In yet another inspired effort to cut costs, Victoria University of Wellington will no longer offer formal qualifications to its graduates.
The change will be implemented immediately. It was reportedly inspired by the Faculty of Law’s urgent efforts to reassure its disproportionately under-graded student body by releasing a statement that it is “exceptionally proud” of its graduates.
The governing bodies of the university were reportedly “really excited” by the implications of the Faculty’s statement, according to Vice-Chancellor Grant Guildford.
“We thought — wow, this is big news — we now don’t even have to bother with any of this education stuff anymore, because our positive vibes are just as effective in helping our graduates find paid employment.”

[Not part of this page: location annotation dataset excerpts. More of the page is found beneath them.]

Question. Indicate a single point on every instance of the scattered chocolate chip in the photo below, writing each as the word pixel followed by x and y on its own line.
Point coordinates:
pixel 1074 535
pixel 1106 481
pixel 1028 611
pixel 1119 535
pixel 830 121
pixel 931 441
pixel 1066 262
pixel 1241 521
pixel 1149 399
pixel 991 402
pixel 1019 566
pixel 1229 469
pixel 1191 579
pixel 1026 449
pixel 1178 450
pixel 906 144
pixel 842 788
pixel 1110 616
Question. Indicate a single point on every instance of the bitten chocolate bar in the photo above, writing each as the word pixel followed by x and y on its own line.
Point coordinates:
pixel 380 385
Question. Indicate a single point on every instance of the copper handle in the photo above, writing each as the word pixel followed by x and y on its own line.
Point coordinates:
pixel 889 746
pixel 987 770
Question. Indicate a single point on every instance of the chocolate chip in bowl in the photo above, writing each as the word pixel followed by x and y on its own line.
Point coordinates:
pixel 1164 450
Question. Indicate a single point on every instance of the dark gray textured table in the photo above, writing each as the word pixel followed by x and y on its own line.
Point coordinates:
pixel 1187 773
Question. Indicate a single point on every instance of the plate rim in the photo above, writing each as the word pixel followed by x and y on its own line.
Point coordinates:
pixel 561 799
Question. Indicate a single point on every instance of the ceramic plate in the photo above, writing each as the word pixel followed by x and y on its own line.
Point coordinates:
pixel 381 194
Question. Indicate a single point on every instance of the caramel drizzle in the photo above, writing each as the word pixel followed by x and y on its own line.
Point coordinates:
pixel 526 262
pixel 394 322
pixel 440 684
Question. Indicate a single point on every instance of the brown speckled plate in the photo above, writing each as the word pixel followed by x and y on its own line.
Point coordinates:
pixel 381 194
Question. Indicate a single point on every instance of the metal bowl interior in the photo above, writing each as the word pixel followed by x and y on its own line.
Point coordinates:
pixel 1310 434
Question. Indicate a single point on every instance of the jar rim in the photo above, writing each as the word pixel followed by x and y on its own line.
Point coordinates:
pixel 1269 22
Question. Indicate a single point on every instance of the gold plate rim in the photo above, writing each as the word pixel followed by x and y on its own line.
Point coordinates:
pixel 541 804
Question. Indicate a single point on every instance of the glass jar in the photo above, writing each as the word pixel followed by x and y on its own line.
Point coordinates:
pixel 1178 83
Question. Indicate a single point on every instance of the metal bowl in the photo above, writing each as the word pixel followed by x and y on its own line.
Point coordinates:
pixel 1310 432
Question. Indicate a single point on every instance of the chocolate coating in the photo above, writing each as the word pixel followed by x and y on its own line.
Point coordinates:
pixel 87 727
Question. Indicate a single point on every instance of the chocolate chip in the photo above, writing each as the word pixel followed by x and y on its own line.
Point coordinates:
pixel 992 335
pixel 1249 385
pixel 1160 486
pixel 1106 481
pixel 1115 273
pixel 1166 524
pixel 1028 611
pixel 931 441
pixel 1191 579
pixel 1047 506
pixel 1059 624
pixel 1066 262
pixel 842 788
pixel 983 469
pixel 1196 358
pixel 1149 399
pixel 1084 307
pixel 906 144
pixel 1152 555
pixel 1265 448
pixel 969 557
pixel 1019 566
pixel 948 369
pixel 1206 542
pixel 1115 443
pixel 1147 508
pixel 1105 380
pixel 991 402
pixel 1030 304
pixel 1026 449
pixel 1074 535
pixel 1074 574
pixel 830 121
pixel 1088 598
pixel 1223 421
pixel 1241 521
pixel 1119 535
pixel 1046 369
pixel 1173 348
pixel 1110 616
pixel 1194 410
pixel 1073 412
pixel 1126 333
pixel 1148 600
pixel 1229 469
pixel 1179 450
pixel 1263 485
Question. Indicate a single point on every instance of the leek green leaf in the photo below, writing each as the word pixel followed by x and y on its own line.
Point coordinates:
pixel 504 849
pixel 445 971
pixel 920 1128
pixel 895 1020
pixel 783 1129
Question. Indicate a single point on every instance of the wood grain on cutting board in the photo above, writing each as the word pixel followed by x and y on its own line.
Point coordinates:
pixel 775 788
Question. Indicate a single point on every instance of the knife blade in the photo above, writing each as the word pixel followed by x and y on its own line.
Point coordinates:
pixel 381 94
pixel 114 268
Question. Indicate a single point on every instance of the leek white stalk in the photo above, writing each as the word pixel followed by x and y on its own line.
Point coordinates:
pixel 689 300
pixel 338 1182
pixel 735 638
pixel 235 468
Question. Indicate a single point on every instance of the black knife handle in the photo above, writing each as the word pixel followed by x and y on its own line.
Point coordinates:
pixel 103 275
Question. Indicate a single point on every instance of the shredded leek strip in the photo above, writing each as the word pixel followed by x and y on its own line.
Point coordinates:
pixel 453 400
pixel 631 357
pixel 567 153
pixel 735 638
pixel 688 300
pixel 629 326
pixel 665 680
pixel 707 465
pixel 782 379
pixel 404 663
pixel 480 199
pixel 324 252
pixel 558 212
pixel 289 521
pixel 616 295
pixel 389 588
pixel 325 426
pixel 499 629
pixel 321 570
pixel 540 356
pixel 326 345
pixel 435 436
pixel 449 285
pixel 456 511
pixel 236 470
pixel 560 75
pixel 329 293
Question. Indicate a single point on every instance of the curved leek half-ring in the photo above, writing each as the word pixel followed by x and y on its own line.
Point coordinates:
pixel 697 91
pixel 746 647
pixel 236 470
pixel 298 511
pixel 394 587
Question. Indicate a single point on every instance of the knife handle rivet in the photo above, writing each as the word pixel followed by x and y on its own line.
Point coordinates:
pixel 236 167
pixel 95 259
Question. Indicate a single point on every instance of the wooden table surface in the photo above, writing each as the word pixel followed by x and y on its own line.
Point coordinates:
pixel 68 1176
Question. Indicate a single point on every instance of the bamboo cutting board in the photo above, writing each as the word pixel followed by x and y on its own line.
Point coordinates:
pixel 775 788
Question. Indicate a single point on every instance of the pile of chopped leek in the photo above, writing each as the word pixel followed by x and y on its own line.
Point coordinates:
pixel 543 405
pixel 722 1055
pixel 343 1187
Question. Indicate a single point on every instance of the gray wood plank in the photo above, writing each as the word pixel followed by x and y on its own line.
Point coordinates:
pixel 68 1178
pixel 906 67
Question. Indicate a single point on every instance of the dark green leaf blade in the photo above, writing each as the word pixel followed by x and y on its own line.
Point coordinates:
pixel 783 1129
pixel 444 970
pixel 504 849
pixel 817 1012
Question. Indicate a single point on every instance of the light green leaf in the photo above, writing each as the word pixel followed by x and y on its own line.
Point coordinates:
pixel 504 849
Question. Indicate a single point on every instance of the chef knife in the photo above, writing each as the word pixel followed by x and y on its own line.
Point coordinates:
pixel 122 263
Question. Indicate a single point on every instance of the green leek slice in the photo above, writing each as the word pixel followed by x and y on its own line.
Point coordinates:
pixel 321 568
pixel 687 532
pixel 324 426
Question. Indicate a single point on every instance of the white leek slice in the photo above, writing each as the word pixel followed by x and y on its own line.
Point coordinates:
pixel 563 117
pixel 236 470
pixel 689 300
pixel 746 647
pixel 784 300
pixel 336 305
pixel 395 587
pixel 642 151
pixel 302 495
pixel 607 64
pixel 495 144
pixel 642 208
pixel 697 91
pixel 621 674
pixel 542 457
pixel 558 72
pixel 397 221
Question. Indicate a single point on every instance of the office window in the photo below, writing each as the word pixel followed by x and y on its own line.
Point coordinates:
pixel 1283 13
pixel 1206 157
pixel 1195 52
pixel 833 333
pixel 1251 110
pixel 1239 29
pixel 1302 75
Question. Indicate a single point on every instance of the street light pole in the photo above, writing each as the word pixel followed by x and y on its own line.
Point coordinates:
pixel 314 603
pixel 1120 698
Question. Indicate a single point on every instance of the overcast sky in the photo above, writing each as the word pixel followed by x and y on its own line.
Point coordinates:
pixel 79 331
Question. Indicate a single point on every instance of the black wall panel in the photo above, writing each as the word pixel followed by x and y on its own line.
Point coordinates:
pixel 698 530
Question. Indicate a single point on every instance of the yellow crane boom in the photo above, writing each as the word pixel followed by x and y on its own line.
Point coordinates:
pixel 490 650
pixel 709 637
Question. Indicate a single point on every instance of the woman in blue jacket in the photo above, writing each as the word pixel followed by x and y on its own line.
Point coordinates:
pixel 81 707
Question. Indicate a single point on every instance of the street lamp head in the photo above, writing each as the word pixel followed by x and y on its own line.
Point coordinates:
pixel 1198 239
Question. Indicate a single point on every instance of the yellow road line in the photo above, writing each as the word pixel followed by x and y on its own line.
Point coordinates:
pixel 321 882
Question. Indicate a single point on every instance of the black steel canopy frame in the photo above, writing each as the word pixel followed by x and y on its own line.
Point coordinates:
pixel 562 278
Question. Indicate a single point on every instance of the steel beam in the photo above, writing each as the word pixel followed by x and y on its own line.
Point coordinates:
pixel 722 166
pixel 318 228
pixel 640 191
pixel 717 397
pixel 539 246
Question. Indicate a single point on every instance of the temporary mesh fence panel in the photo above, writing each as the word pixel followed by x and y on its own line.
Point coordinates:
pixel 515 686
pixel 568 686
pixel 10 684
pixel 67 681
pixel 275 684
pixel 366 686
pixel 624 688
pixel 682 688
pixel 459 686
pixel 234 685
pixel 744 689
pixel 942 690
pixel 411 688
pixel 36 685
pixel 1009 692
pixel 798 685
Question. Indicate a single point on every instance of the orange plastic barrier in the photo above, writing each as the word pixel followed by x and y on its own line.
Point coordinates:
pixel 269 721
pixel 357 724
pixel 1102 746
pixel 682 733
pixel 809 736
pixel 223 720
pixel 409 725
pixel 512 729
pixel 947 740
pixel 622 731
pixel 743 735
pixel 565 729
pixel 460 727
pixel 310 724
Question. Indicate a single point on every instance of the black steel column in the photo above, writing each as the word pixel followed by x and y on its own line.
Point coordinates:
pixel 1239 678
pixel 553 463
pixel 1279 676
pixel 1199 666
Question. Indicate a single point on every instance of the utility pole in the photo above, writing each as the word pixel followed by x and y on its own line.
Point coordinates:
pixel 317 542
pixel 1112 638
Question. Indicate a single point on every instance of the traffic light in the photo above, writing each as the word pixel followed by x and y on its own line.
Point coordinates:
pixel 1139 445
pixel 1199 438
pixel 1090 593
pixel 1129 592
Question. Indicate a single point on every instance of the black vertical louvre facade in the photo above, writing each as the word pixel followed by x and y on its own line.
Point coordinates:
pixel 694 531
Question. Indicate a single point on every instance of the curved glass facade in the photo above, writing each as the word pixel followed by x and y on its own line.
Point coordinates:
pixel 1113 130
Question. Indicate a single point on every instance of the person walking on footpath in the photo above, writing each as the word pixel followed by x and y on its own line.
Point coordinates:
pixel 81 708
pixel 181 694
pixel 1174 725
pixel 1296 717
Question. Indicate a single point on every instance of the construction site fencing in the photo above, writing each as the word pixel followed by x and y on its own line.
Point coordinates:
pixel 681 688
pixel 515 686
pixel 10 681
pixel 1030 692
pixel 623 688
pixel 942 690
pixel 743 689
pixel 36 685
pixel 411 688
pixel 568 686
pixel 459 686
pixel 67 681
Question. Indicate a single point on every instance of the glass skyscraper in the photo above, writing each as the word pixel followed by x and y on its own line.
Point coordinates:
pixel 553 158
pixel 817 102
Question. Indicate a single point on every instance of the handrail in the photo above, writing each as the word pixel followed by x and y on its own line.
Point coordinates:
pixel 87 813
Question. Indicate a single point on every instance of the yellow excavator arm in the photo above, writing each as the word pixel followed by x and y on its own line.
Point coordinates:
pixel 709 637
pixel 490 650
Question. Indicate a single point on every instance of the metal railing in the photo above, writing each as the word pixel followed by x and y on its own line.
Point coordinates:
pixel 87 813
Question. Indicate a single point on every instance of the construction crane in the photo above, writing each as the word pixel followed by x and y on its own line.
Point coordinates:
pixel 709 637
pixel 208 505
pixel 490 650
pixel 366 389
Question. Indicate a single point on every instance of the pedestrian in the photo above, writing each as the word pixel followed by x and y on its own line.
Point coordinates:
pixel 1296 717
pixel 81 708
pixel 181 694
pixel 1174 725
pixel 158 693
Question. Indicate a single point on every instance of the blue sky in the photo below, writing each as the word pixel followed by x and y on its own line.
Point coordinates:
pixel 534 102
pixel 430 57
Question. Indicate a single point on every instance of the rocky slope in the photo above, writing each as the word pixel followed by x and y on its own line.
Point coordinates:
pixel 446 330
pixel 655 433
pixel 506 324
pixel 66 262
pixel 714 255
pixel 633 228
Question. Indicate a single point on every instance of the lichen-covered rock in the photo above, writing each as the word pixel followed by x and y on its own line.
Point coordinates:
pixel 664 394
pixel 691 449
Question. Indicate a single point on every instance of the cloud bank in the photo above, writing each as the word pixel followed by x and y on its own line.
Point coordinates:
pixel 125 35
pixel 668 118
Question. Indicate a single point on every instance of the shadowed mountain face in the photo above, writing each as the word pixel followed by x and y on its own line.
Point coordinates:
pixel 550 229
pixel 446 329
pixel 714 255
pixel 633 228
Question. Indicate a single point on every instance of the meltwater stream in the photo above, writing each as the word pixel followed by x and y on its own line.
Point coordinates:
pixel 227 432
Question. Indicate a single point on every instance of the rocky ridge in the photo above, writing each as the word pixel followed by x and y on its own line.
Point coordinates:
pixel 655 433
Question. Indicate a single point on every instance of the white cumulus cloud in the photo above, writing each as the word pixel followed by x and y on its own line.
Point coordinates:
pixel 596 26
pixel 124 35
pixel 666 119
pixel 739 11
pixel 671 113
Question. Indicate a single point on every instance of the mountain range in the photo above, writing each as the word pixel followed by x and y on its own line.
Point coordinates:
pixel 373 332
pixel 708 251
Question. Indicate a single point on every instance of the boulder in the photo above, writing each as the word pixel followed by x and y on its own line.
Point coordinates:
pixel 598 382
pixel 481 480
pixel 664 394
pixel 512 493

The university believes its “exceptional pride” will be recognised by most employers as an effective substitute for a bachelor’s degree. “Overwhelming pride” would replace a master’s degree, while a PhD would be replaced by “the utmost pride” offered by the University.
It acknowledged that some recruiters may prefer the old-fashioned method of judging potential employees by a fair assessment of their academic effort, but it held that such concerns are unfounded considering the “sheer volume of pride” it is prepared to dish out to past and future graduates.
“We’ll help preserve our environment by not printing out all those silly transcripts and degrees,” Guildford intoned enthusiastically.
“Also, this way we don’t even have to pretend we grade students fairly.”